Ultimate ClickHouse Helm Chart
Seems like ClickHouse is experiencing growth in industries like IoT, Web Analytics, AdTech, Log Management, because of its robustness with big amounts of data.
IMO it’s a great tool but missing developer community support. For example there is no built-in UI, no official Helm Chart, etc. But is it a problem? I don’t think it is, it’s possible to build a robust dev / prod environment using the right tools.
In this article I am going to explain the Helm Chart I prepared for the ClickHouse.
Environment requirements
Let’s list what do we need to have in our ClickHouse Kubernetes-based environment.
Scalability
Since you decided to use ClickHouse you’re expecting a lot of data in your system. You have to prepare your cluster to be able to read and write this data. ClickHouse has different ways to setup the replication, for example circular replication cluster topology, or data distribution. What’s common here is that you need an easy way to scale your cluster, add/remove shards, or add/remove replicas.
Monitoring
It’s crucial to have a monitoring of everything when you deployed it, because you don’t want to be blind with TBs of data.
GUI (or optional?)
Sometimes it’s very handy to have web-based gui to run some queries, of course with limited access. It is also fine to use ClickHouse CLI.
Security
Noone should be able to access your cluster from outside. Your services should also access CH with strict access level.

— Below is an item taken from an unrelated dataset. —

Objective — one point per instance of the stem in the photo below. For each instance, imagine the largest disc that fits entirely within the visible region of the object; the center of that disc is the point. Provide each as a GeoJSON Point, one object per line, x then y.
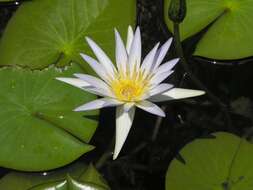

Make it easy to run locally
Reuse the same setup on all environments, except the scale.
Persistence
Data should persist after any possible crash.
Tools we’re going to use
- Kubernetes
- Helm
- Official ClickHouse Server Docker image
- Official ClickHouse Client Docker image
- Tabix
- Graphite
Helm Chart
Thanks to Helm we can spin up the whole environment with a single command. Also we can configure each environment using values.yaml
config files.
Custom ClickHouse image
I had to modify the official Docker image a little bit, so it gets the NODE_ID of stateful set and puts it into macros.xml. We need macros.xml across all our servers when we use replicated tables.
Zookeeper
ClickHouse uses Zookeeper for replication / distribution, so we have to prepare k8s statefulset, pvc and service for it (clickhouse/templates/zookeeper.yaml
).
Configd
clickhouse/templates/configd.yaml
contains all configuration of ClickHouse:
- Cluster. 2 replicas by default
- Zookeeper. 2 replicas by default
- Graphite. 1 replica
- Users. writer and reader
Statefulset with PVC
ClickHouse is deployed using statefulset with k8s persistent volume attached to each pod.
CLI
ClickHouse client is deployed to the same environment.
GUI
For GUI I added Tabix.UI, where you can connect to your ClickHouse server and execute queries.
Graphite
ClickHouse does not have a tool for monitoring packaged, but there are several 3rd-party monitoring solutions that can be used. Graphite is one of the popular options, and it can be natively integrated with ClickHouse.
Run it
It’s not an official chart yet, so we have to clone the repo first:
git clone git@github.com:plutov/clickhouse-helm.git
cd clickhouse-helm
Run with default values:
helm install -f ./clickhouse/values.yaml --name ch --namespace=default ./clickhouse
Conclusion
Feel free to use this Helm Chart and propose any improvements. And let’s make an official Chart soon!